Paulo Eduardo Ocke Reis and Christian-Alexander Behrendt
1Department of Specialized and General Surgery, Fluminense Federal University, Rio de Janeiro, Brazil
2Department of Vascular Medicine, Research Group GermanVasc, University Medical Center Hamburg-Eppendorf, Hamburg, Germany
Received Date: September 04, 2020; Accepted Date: September 10, 2020; Published Date: September 17, 2020
Citation: Ocke Reis PE, Behrendt CA (2020) Differences of Healthcare and Reimbursement Systems. Is the Reality Really Comparable Between Countries in Vascular Surgery Procedures? J Vasc Endovasc Ther. 5 No. 4: 23.
During the last decades, the widespread adoption of endovascular techniques in vascular medicine enabled the treatment of high-risk patients with vascular diseases. In some countries, this development was partially driven by economic factors and peculiarities of the healthcare system [1]. While evidence from high quality and sufficiently powered randomized controlled trials is still lacking in some areas, international registry collaborations may provide complementary real-world data from observational studies to close the gap of knowledge concerning the treatment of patients with vascular diseases [2].
VASCUNET is a cross-border collaboration of clinical and administrative registries active in quality improvement and health services research for more than 20 years. More than 40 representatives from 26 national registries participate in this large real-world evidence network [2]. In 2014, the European society for Vascular Surgery (ESVS) VASCUNET collaboration and the Society for Vascular Surgery (SVS) Vascular Quality Initiative (VQI), involving registries in the United States and Canada, started a synergistic exchange of ideas in the International Consortium of Vascular Registries (ICVR). The ICVR is coordinated by the Medical Device Epidemiology Network (MDEpiNet), a public-private partnership with international chapters in the United States, Japan, Canada, Australia, Germany, and United Kingdom. Various reports on patient selection and treatment patterns have been published by these groups, emphasizing the differences between healthcare systems [3-6].
In light of the wide variation between countries, a critical discussion concerning the impact of healthcare and reimbursement systems and how international collaborations aim to address unwarranted variation, seems reasonable. Up to now, there is a paucity of evidence how the reimbursement systems and additional environmental factors affect the treatment-outcome relationship in cardiovascular diseases [6] Interestingly, there is evidence for an East/West divide in cardiovascular disease pointing towards disadvantages in Eastern European countries [7,8]. To further illuminate these differences, major amputation rates may serve as a super ordinated indicator of quality in vascular surgery procedures [8-10]

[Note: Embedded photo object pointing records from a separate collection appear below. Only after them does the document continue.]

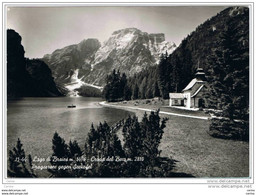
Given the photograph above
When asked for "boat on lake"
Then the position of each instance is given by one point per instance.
(71, 106)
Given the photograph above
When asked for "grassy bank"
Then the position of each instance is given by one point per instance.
(197, 153)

In Brazil, as in many other countries, we have both, a private and public health system with likely differences between both systems in terms of patient selection and treatment. Arterial diseases are prevalent and generate high demand to the Unified Health System (SUS) that has limited conditions to treat those patients [11,12]. The authors showed that for peripheral arterial occlusive disease (PAOD), there are higher amputation and mortality rates [11-13]. Other authors established satisfactory public-private partnerships, and during a period of time, showing improvement of patients suffering with vascular diseases [14]. They concluded that healthcare research is important and that costs and future public-private partnerships in vascular surgery may be a model to follow in Brazil [14].
Is "the reality" drawn by observational and randomized studies really comparable between countries concerning vascular surgery procedures? Or with other words: Is it even possible to generalize study results to the global treatment reality?

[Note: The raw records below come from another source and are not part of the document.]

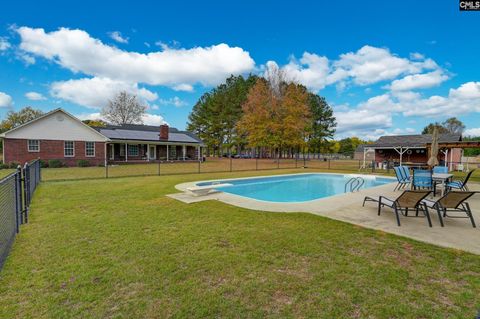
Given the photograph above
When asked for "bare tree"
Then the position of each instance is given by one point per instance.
(124, 108)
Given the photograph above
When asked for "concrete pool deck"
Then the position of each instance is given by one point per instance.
(458, 233)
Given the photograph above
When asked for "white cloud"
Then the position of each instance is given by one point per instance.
(5, 100)
(34, 96)
(472, 132)
(95, 92)
(419, 81)
(175, 101)
(148, 119)
(366, 66)
(77, 51)
(311, 70)
(117, 36)
(361, 120)
(371, 64)
(183, 87)
(4, 44)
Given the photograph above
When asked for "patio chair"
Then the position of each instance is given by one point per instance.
(422, 179)
(440, 170)
(403, 203)
(452, 202)
(461, 185)
(401, 178)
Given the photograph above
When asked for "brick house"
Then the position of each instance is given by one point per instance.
(58, 135)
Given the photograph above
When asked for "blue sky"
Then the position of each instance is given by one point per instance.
(386, 67)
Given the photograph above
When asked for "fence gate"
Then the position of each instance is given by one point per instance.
(16, 192)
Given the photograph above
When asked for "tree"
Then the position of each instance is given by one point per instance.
(279, 119)
(95, 123)
(451, 125)
(323, 122)
(14, 119)
(430, 127)
(349, 145)
(454, 125)
(215, 115)
(124, 108)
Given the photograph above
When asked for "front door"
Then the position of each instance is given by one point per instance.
(112, 151)
(153, 153)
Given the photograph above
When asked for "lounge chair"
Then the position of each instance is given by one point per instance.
(401, 178)
(403, 203)
(461, 185)
(440, 170)
(422, 179)
(452, 202)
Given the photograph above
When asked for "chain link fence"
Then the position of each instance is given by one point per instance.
(16, 190)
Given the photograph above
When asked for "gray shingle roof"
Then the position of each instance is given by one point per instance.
(146, 133)
(420, 140)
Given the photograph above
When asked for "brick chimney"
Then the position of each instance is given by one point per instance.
(164, 132)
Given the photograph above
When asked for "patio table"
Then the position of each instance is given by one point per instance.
(443, 178)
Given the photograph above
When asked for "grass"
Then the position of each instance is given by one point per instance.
(119, 248)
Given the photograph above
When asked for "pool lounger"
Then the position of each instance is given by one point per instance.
(205, 190)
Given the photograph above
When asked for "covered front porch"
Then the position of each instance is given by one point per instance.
(148, 152)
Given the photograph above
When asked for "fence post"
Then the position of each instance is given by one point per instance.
(26, 191)
(18, 198)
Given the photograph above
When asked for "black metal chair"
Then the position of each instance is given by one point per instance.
(403, 203)
(452, 202)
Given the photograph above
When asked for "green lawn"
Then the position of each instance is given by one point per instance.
(119, 248)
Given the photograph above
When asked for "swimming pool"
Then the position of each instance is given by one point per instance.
(293, 188)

It seems challenging to answer this question, and the apparent variations in patient-selection and treatment warrant for further investigation [15]. Under ideal conditions, patients with vascular diseases should be treated evidence-based and independently from nationwide health economic considerations. Politicians and regulators may play an important role in providing the necessary environment and infrastructure.